Source country differences in test score gaps: evidence from Denmark

Pages 269-295 | Published online: 14 Aug 2009
 

Abstract

We combine data from three studies for Denmark in the PISA 2000 framework to investigate differences in the native–immigrant test score gap by country of origin. In addition to the controls available from PISA data sources, we use student‐level data on home background and individual migration histories linked from administrative registers. We find that second‐generation students from Lebanon and Pakistan increase their reading scores substantially compared with the first generation, while there is no improvement for students from Turkey, the single largest immigrant group. Native–immigrant gaps in mathematics are generally smaller than in reading skills, suggesting that part of the native–immigrant gap is due to lower language proficiency of immigrant students.

Acknowledgements

Thanks to Helena Skyt Nielsen and Astrid Würtz Rasmussen for comments and suggestions. Financial support by the Rockwool Foundation Research Unit and the Danish Social Science Research Council is gratefully acknowledged.

Notes

1. There is also a (small) related literature on indigenous test score gaps in Latin America (McEwan Citation2004, Citation2008).

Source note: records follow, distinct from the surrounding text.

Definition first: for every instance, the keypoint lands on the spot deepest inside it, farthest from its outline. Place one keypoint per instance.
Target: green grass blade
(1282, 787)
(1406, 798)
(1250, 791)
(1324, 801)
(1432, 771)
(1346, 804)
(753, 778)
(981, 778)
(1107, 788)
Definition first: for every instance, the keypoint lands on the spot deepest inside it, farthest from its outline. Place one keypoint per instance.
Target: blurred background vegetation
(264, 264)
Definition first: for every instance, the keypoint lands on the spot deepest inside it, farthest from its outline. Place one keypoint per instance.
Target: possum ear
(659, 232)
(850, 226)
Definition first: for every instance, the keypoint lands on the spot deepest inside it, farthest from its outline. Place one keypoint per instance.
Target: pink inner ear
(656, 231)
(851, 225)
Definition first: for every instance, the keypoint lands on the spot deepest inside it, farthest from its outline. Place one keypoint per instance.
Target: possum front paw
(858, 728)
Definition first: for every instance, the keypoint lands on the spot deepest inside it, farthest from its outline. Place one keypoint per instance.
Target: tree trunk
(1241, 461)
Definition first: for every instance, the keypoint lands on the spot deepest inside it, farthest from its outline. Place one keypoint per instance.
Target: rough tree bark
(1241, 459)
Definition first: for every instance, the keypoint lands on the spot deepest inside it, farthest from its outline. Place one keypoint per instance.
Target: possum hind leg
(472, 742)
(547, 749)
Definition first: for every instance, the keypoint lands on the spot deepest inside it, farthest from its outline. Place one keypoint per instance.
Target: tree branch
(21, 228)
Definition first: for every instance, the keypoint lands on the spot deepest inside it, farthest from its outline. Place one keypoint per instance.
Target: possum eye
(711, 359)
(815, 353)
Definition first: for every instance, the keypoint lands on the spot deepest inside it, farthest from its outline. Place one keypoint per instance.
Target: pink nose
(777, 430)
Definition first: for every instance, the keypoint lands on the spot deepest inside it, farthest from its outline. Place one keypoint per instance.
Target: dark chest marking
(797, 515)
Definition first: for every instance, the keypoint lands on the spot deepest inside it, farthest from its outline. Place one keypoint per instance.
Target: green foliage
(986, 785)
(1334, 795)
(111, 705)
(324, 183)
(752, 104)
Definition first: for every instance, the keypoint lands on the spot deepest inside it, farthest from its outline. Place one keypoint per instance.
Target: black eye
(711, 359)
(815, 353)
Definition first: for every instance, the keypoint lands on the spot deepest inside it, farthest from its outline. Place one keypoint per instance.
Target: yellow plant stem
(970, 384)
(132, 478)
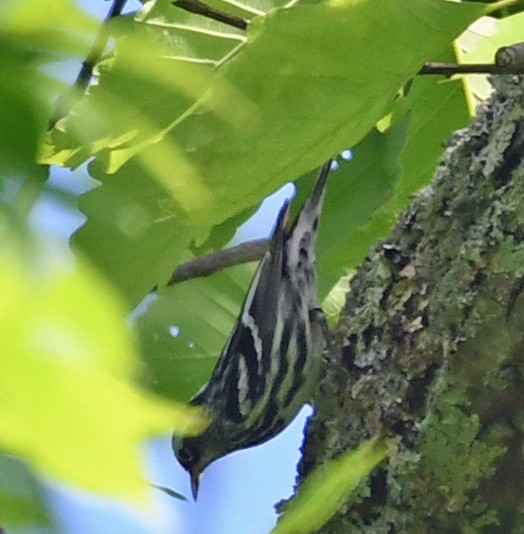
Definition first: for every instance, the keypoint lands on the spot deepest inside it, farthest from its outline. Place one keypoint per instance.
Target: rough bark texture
(432, 345)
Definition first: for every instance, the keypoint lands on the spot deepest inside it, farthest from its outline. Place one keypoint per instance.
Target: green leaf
(326, 488)
(66, 376)
(289, 100)
(134, 233)
(481, 43)
(356, 192)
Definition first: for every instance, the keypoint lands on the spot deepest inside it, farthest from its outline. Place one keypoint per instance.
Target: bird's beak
(195, 481)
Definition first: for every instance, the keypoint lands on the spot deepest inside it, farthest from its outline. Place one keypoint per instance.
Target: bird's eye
(186, 455)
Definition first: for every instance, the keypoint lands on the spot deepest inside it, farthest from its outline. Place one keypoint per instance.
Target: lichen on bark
(431, 346)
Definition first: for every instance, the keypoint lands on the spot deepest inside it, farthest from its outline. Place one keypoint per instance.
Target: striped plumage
(271, 361)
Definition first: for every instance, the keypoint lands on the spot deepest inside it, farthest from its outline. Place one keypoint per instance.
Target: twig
(198, 7)
(83, 78)
(216, 261)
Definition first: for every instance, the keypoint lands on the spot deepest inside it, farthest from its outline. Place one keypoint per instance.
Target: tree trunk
(431, 347)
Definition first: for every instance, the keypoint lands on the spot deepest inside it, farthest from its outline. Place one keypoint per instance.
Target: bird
(273, 358)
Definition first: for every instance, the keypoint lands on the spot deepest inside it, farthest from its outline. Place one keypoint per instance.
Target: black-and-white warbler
(272, 359)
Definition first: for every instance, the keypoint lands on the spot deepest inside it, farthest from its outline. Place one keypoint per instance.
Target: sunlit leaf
(185, 328)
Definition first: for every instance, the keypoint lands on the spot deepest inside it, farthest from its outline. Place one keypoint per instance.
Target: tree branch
(206, 265)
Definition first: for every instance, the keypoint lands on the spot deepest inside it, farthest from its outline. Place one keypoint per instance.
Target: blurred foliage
(188, 125)
(326, 488)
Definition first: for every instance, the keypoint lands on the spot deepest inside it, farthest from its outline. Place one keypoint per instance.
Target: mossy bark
(432, 347)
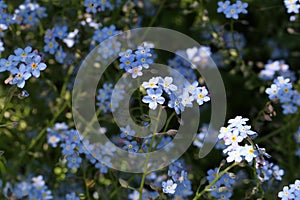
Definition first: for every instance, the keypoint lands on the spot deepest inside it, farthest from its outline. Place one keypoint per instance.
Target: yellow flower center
(200, 96)
(33, 65)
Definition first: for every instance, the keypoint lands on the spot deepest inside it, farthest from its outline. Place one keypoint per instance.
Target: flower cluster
(29, 13)
(235, 133)
(108, 98)
(276, 68)
(54, 36)
(203, 133)
(282, 90)
(73, 147)
(24, 64)
(232, 10)
(290, 192)
(268, 171)
(178, 185)
(94, 6)
(133, 63)
(297, 139)
(223, 188)
(199, 56)
(178, 100)
(35, 188)
(102, 34)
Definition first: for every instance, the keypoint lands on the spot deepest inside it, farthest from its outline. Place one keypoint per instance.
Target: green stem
(198, 195)
(8, 98)
(147, 158)
(86, 186)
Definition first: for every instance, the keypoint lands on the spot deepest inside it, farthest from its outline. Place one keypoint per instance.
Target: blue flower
(60, 32)
(223, 6)
(68, 148)
(91, 6)
(8, 64)
(232, 12)
(166, 84)
(23, 54)
(143, 57)
(60, 55)
(20, 76)
(127, 132)
(212, 174)
(34, 65)
(176, 103)
(131, 146)
(169, 187)
(201, 95)
(51, 46)
(127, 59)
(72, 196)
(74, 161)
(153, 98)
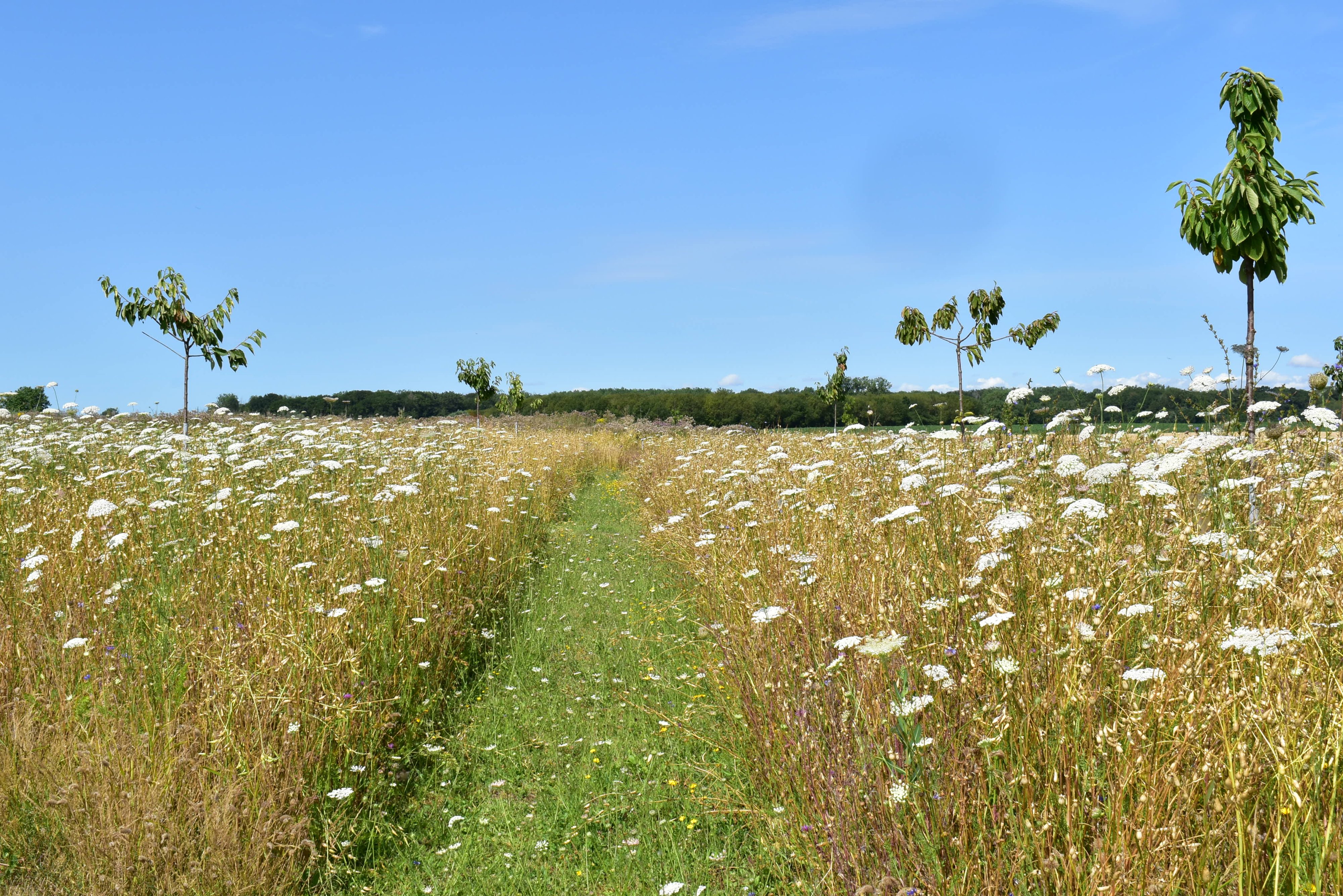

2. Throughout this study, we use the terms source country and country of origin (COO) interchangeably.

3. Nevertheless, the immigrant flow from the guest‐workers’ countries of origin continues, driven by marriage migration.

4. We would have liked to present results for the heterogeneity of the estimates of socio‐economic background variables across countries of origin, too. However, probably due to the small sample sizes, the results were hardly significant and showed no systematic patterns. We therefore do not present these results in this article.

5. Since immigrant generation and language at home is a variable defined/varying only for immigrants, we need to add the coefficient estimate of the main effect of immigrant generation to that of the interaction term to make the relevant comparison.

6. These data‐sets contain observations with valid information on the key variables, namely source country and reading scores. In both the PISA Copenhagen and the PISA Ethnic data‐sets we lose a number of observations due to the non‐reporting of civil registration numbers by school heads, which means that register information cannot be linked to the PISA data.

7. In Rangvid (Citation2007) it is shown that students with one immigrant and one Danish parent and immigrant students from western countries perform at similar levels in the PISA test to native Danes.

8. We include separate indicators for 10 source countries (those with more than 50 student observations in our combined sample). These countries are: Turkey, former Yugoslavia, Pakistan, Lebanon, Iraq, Morocco, Somalia, Vietnam, Iran and Afghanistan. Immigrants from other non‐western countries are grouped into a residual category. All observations are included in all regressions, but we have chosen to report results for the four largest countries of origin only (those with more than 150 observations) due to the very small samples for the remaining countries.

9. As is seen in the table, the subsample of the international PISA 2000 study, which is drawn to mirror the entire population composition in Denmark, has a much lower immigrant share (5%) than both the Copenhagen sample and the PISA Ethnic data‐set (27% and 31%), which sample students at schools with high immigrant shares.

10. A potential disadvantage of an analysis based on linear regressions is that observations in the different country of origin groups may not fall within a region of common support (McEwan Citation2008). That is to say, immigrant children may be observationally quite dissimilar from native Danish children, and the linear specification implicitly relies on projections of outcomes outside the observed range for such students. To assess the sensitivity of the results, we estimated a probit, regressing the immigrant dummy variable on the full set of family characteristics listed in Appendix 1. We then calculated propensity scores for each student. The region of common support includes 93% of immigrant students and 90% of Danish students. We then dropped observations that lay outside the region of common support and re‐estimated the regressions. The estimates of the gaps were not substantively different from the full sample estimates.